Why KMP Over Flutter or React Native
The key difference is philosophy. Flutter and React Native own the entire stack — UI, navigation, gestures, animations. This means you’re always one step behind native platform features and fighting framework limitations for platform-specific behavior. KMP takes the opposite approach: share what’s genuinely shareable (networking, persistence, validation, analytics), keep what’s platform-specific native (UI, permissions, hardware access).
Furthermore, KMP doesn’t require your entire team to adopt a new framework. iOS developers continue writing SwiftUI, Android developers continue writing Jetpack Compose. The shared module is just a library that both platforms consume. This makes adoption gradual — you can start with one shared module and expand over time.
Project Structure and Setup
// build.gradle.kts (shared module)
kotlin {
androidTarget()
iosX64()
iosArm64()
iosSimulatorArm64()
sourceSets {
commonMain.dependencies {
implementation("io.ktor:ktor-client-core:2.3.8")
implementation("io.ktor:ktor-client-content-negotiation:2.3.8")
implementation("io.ktor:ktor-serialization-kotlinx-json:2.3.8")
implementation("app.cash.sqldelight:runtime:2.0.1")
implementation("org.jetbrains.kotlinx:kotlinx-coroutines-core:1.8.0")
implementation("org.jetbrains.kotlinx:kotlinx-datetime:0.6.0")
}
androidMain.dependencies {
implementation("io.ktor:ktor-client-okhttp:2.3.8")
implementation("app.cash.sqldelight:android-driver:2.0.1")
}
iosMain.dependencies {
implementation("io.ktor:ktor-client-darwin:2.3.8")
implementation("app.cash.sqldelight:native-driver:2.0.1")
}
}
}Kotlin Multiplatform: The Expect/Actual Pattern
When shared code needs platform-specific implementations, KMP uses the expect/actual mechanism. You declare an expected interface in common code, then provide actual implementations for each platform.
// commonMain - Declare expected platform behavior
expect class PlatformContext
expect fun createDatabaseDriver(context: PlatformContext): SqlDriver
expect fun getDeviceInfo(): DeviceInfo
data class DeviceInfo(
val platform: String,
val osVersion: String,
val deviceModel: String,
val appVersion: String
)
// androidMain - Android implementation
actual typealias PlatformContext = android.content.Context
actual fun createDatabaseDriver(context: PlatformContext): SqlDriver {
return AndroidSqliteDriver(AppDatabase.Schema, context, "app.db")
}
actual fun getDeviceInfo(): DeviceInfo = DeviceInfo(
platform = "Android",
osVersion = "Android ${android.os.Build.VERSION.RELEASE}",
deviceModel = "${android.os.Build.MANUFACTURER} ${android.os.Build.MODEL}",
appVersion = BuildConfig.VERSION_NAME
)
// iosMain - iOS implementation
actual class PlatformContext // No-op on iOS
actual fun createDatabaseDriver(context: PlatformContext): SqlDriver {
return NativeSqliteDriver(AppDatabase.Schema, "app.db")
}
actual fun getDeviceInfo(): DeviceInfo {
val device = UIDevice.currentDevice
return DeviceInfo(
platform = "iOS",
osVersion = "iOS ${device.systemVersion}",
deviceModel = device.model,
appVersion = NSBundle.mainBundle.objectForInfoDictionaryKey("CFBundleShortVersionString") as String
)
}Networking with Ktor Client
Ktor is the recommended HTTP client for KMP. It provides a common API across platforms while using platform-native engines underneath (OkHttp on Android, URLSession on iOS).

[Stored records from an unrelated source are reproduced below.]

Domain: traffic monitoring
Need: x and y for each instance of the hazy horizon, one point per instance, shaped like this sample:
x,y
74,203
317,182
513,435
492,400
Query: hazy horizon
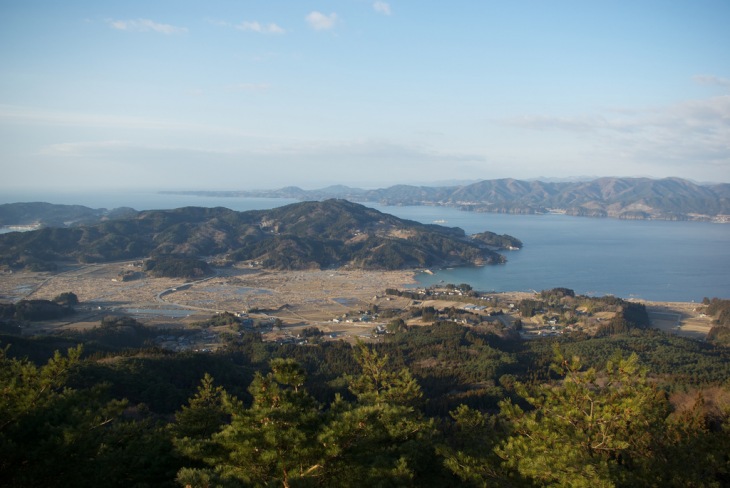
x,y
227,95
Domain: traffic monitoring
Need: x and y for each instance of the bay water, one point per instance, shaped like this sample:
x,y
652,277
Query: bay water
x,y
651,260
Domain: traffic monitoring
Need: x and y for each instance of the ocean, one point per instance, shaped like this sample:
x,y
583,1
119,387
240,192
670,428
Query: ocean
x,y
651,260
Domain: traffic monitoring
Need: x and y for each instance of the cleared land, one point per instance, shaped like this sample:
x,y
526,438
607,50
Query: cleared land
x,y
298,298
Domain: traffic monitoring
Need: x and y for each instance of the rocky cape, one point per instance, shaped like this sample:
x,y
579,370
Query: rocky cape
x,y
623,198
308,235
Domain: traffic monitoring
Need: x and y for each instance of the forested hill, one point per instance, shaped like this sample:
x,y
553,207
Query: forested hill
x,y
332,233
625,198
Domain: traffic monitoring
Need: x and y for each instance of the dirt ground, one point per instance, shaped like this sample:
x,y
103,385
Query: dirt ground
x,y
298,298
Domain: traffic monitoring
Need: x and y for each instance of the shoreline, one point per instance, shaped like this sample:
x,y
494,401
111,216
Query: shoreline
x,y
305,297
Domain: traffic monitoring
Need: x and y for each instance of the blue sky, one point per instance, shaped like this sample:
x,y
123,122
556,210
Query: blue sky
x,y
264,94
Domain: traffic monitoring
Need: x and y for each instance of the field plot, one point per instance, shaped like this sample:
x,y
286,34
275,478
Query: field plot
x,y
679,318
298,298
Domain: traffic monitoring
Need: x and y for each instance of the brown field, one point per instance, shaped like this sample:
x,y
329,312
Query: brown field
x,y
298,298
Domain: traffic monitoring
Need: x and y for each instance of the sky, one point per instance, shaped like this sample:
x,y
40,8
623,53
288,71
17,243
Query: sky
x,y
260,94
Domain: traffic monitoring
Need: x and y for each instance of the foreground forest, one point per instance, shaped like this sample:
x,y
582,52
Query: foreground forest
x,y
438,405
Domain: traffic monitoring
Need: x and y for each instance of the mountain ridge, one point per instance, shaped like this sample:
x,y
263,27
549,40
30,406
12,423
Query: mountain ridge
x,y
623,198
307,235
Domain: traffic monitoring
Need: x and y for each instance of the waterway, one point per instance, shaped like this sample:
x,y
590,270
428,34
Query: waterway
x,y
652,260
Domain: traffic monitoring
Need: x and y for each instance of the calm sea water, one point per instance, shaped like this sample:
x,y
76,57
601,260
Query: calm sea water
x,y
653,260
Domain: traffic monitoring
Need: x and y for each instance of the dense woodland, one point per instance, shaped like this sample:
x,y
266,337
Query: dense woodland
x,y
438,405
308,235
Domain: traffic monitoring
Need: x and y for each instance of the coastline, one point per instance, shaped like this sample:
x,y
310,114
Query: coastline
x,y
299,298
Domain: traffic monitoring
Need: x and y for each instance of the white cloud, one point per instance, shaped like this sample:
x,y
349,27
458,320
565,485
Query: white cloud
x,y
687,133
146,25
382,8
320,21
270,28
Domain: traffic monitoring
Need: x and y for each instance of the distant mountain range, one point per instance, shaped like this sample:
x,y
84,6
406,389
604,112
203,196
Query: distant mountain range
x,y
623,198
327,234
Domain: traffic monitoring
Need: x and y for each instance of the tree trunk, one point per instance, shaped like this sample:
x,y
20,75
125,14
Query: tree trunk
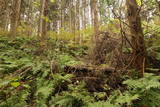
x,y
15,16
43,21
137,37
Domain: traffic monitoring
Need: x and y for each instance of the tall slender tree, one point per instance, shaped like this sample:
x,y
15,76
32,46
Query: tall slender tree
x,y
137,37
15,16
43,19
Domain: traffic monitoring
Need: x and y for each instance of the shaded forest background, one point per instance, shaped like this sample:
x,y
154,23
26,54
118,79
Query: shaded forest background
x,y
80,53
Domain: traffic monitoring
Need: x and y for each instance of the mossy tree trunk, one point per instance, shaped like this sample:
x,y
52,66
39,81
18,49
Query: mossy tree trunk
x,y
137,37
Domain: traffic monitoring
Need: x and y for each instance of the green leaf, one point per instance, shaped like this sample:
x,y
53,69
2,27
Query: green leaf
x,y
15,84
52,1
139,2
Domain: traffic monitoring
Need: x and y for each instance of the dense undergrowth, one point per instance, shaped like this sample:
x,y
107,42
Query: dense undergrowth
x,y
26,79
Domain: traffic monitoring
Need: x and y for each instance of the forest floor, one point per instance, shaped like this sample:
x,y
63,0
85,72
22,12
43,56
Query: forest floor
x,y
59,74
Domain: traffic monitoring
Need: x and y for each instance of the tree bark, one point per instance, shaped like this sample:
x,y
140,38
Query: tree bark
x,y
43,21
15,16
137,37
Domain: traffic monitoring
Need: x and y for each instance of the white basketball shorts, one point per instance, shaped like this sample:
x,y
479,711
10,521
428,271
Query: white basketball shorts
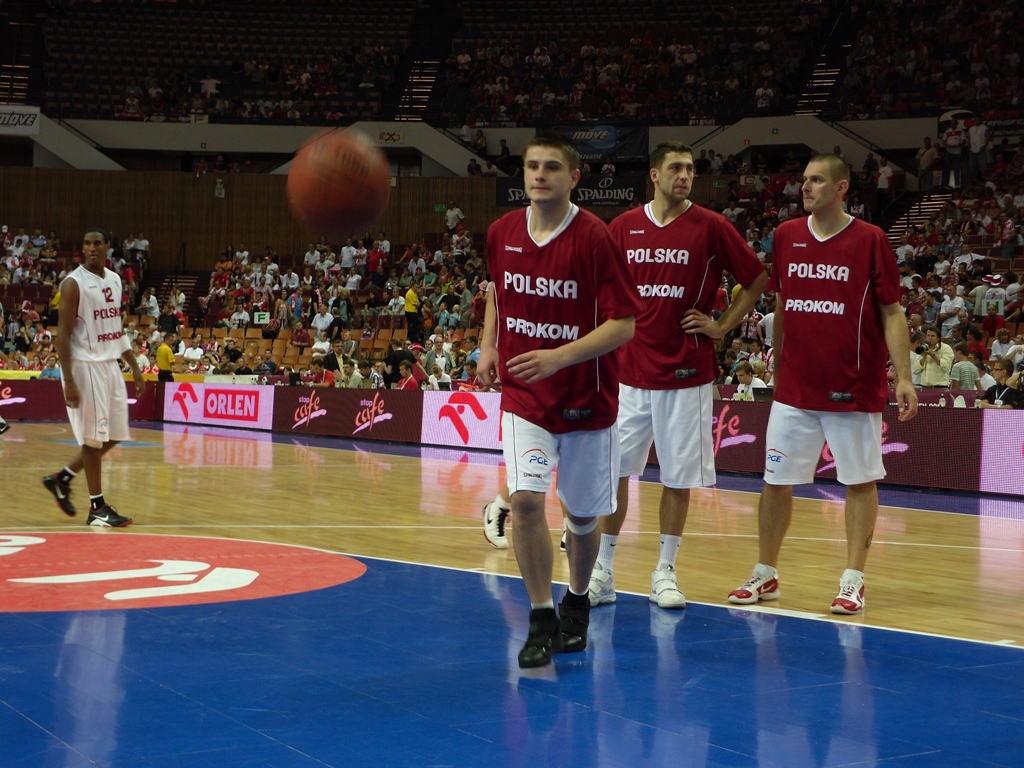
x,y
678,422
102,412
587,461
795,439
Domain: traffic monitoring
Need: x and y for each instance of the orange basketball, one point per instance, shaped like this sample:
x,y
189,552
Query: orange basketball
x,y
339,183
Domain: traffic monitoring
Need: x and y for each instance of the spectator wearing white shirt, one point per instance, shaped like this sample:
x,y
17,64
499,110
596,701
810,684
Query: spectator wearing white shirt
x,y
748,382
322,321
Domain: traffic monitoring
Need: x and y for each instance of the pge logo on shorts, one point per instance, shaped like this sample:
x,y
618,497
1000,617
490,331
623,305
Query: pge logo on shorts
x,y
536,457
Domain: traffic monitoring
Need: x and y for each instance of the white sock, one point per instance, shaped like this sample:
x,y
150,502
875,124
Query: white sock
x,y
606,554
670,548
856,577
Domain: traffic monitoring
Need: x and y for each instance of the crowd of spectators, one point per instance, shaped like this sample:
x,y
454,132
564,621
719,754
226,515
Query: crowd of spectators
x,y
912,56
640,75
331,298
297,89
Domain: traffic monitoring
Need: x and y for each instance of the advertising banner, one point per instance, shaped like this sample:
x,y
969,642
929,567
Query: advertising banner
x,y
1001,452
222,406
44,400
16,120
368,414
462,420
591,192
596,142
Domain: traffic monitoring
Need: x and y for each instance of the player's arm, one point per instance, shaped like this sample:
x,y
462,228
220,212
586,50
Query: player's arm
x,y
66,326
540,364
136,373
898,341
487,367
695,322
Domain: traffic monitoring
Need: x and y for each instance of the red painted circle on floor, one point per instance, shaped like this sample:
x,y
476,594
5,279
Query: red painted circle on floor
x,y
98,570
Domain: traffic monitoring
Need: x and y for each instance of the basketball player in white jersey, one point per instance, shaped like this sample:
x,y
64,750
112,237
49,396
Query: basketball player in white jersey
x,y
677,253
90,342
836,278
561,301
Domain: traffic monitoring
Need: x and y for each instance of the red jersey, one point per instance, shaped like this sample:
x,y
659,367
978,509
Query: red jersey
x,y
834,351
550,294
676,267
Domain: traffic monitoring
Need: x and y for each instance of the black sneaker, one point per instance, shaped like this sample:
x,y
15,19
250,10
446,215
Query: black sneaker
x,y
544,639
108,517
61,492
574,613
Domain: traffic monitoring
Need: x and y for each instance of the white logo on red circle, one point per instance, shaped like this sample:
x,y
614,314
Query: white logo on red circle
x,y
95,571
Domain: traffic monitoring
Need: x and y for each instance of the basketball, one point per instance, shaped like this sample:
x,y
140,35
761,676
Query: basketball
x,y
339,183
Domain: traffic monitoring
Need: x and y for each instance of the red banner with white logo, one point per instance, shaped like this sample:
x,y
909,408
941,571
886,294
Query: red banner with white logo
x,y
219,404
366,414
462,420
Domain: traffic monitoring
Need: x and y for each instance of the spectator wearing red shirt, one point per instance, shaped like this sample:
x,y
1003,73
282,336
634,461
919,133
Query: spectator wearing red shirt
x,y
993,322
408,381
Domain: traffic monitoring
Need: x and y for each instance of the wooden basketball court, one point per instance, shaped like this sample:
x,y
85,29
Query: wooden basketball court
x,y
929,571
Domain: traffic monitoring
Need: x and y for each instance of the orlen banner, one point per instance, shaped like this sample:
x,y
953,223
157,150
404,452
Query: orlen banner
x,y
222,406
462,420
367,414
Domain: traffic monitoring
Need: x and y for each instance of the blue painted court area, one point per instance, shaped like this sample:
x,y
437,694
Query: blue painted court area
x,y
415,666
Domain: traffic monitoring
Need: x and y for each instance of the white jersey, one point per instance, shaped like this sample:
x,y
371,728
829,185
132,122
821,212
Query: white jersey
x,y
97,335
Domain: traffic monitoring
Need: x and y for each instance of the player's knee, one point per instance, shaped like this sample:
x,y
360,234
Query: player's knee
x,y
581,528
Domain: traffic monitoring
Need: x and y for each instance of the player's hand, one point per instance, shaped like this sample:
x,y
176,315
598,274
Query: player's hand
x,y
72,397
486,367
695,322
906,398
139,383
537,365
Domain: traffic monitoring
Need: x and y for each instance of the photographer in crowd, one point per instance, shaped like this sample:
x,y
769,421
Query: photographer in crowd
x,y
934,361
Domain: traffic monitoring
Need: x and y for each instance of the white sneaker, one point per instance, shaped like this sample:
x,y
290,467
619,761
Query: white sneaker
x,y
665,588
602,586
494,524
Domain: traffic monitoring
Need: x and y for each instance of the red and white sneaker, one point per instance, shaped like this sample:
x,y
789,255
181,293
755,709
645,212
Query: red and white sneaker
x,y
758,587
850,600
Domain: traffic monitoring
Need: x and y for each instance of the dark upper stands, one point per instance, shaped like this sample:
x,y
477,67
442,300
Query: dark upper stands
x,y
94,53
742,37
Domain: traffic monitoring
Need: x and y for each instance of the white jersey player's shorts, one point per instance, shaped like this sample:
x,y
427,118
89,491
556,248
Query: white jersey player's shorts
x,y
678,422
102,412
587,461
795,439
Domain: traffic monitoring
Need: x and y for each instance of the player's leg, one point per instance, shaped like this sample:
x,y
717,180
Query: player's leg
x,y
856,442
111,427
635,438
794,440
588,476
526,487
495,516
681,421
58,483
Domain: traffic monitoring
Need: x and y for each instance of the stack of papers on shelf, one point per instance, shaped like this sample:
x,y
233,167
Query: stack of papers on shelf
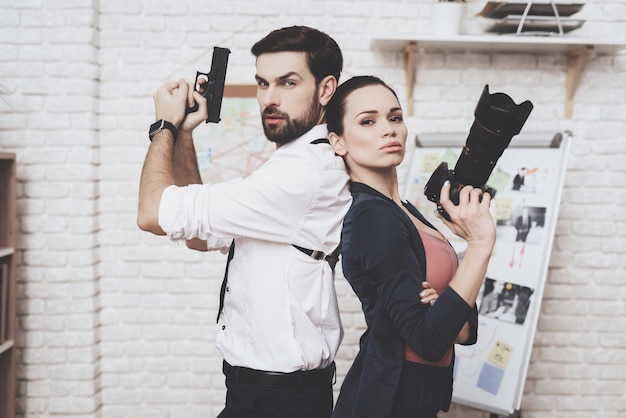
x,y
532,18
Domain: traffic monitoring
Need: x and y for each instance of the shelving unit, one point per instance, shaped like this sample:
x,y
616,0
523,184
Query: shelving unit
x,y
8,221
576,49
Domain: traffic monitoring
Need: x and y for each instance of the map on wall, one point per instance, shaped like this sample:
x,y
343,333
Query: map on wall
x,y
234,147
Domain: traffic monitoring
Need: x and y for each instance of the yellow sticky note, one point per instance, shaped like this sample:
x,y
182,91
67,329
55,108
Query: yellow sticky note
x,y
430,161
502,209
501,354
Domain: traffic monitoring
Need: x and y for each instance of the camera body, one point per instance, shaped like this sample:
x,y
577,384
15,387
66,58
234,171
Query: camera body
x,y
496,120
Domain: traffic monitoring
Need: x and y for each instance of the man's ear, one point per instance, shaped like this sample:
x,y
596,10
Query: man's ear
x,y
327,88
337,143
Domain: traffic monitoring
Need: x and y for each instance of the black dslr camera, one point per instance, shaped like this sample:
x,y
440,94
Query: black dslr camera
x,y
497,120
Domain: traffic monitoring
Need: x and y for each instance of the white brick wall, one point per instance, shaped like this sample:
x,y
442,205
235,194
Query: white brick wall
x,y
114,322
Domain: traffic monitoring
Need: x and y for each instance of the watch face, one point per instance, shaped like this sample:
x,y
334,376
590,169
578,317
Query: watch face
x,y
155,127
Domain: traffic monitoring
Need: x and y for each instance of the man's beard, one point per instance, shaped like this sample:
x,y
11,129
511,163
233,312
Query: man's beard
x,y
290,129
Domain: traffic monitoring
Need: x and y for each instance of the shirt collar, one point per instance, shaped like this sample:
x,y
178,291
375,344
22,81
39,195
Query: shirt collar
x,y
316,132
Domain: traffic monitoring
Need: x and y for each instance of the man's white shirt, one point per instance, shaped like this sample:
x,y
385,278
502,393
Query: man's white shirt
x,y
280,309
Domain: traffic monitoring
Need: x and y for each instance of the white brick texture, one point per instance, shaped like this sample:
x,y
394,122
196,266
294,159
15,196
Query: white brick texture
x,y
114,322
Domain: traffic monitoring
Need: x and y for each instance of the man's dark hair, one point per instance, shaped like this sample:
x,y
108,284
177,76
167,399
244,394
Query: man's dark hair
x,y
323,54
336,108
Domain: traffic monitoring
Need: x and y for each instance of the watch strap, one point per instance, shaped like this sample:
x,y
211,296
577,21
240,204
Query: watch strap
x,y
159,126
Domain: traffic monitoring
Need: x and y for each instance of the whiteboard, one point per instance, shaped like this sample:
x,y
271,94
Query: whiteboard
x,y
528,180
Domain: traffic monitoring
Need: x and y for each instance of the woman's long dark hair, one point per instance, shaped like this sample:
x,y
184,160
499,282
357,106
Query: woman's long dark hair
x,y
336,108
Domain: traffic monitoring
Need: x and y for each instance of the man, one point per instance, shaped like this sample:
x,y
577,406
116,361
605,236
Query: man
x,y
280,326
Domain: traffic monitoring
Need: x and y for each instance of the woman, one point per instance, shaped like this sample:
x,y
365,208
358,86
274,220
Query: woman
x,y
404,366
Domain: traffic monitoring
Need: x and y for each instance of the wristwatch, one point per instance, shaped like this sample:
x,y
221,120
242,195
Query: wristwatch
x,y
159,125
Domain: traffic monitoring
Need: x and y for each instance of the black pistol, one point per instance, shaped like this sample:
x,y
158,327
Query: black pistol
x,y
213,87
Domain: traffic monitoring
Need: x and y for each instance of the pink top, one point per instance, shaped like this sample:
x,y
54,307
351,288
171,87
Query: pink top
x,y
441,265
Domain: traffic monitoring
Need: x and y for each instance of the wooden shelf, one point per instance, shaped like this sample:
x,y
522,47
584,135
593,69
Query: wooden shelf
x,y
8,221
576,49
6,346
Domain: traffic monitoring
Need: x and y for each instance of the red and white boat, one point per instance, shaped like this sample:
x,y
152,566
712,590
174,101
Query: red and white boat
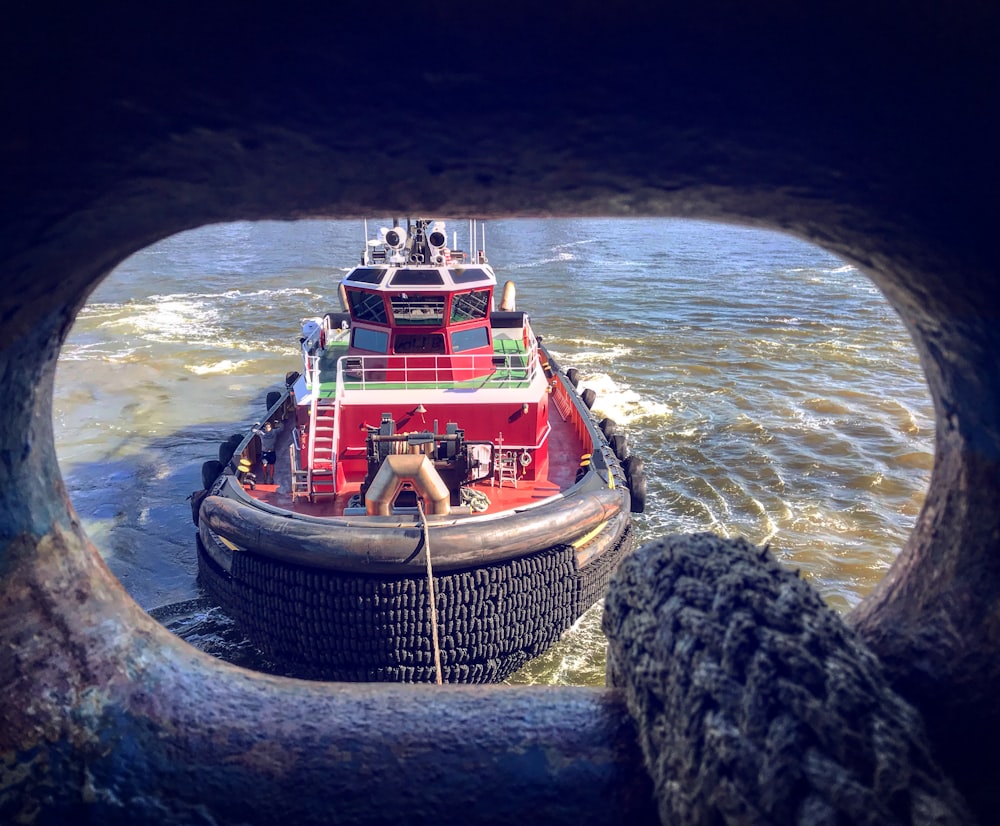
x,y
443,506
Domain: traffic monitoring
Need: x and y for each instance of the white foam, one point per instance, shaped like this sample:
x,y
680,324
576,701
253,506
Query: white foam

// commonMain - Shared API client
class ApiClient(private val httpClient: HttpClient) {
suspend fun getProducts(): List<Product> {
return httpClient.get("https://api.example.com/products")
.body()
}
suspend fun createOrder(order: OrderRequest): OrderResponse {
return httpClient.post("https://api.example.com/orders") {
contentType(ContentType.Application.Json)
setBody(order)
}.body()
}
companion object {
fun create(): ApiClient {
val client = HttpClient {
install(ContentNegotiation) {
json(Json {
ignoreUnknownKeys = true
prettyPrint = false
})
}
install(HttpTimeout) {
requestTimeoutMillis = 30_000
connectTimeoutMillis = 10_000
}
install(Logging) {
level = LogLevel.HEADERS
}
}
return ApiClient(client)
}
}
}
Persistence with SQLDelight
SQLDelight generates type-safe Kotlin APIs from SQL statements. It works across all KMP targets and provides compile-time verification of your queries.
-- shared/src/commonMain/sqldelight/com/example/ProductQueries.sq
CREATE TABLE Product (
id INTEGER PRIMARY KEY,
name TEXT NOT NULL,
price REAL NOT NULL,
category TEXT NOT NULL,
inStock INTEGER AS Boolean NOT NULL DEFAULT 1,
lastUpdated TEXT NOT NULL
);
getAll:
SELECT * FROM Product ORDER BY name;
getByCategory:
SELECT * FROM Product WHERE category = ? AND inStock = 1;
search:
SELECT * FROM Product WHERE name LIKE '%' || ? || '%';
upsert:
INSERT OR REPLACE INTO Product(id, name, price, category, inStock, lastUpdated)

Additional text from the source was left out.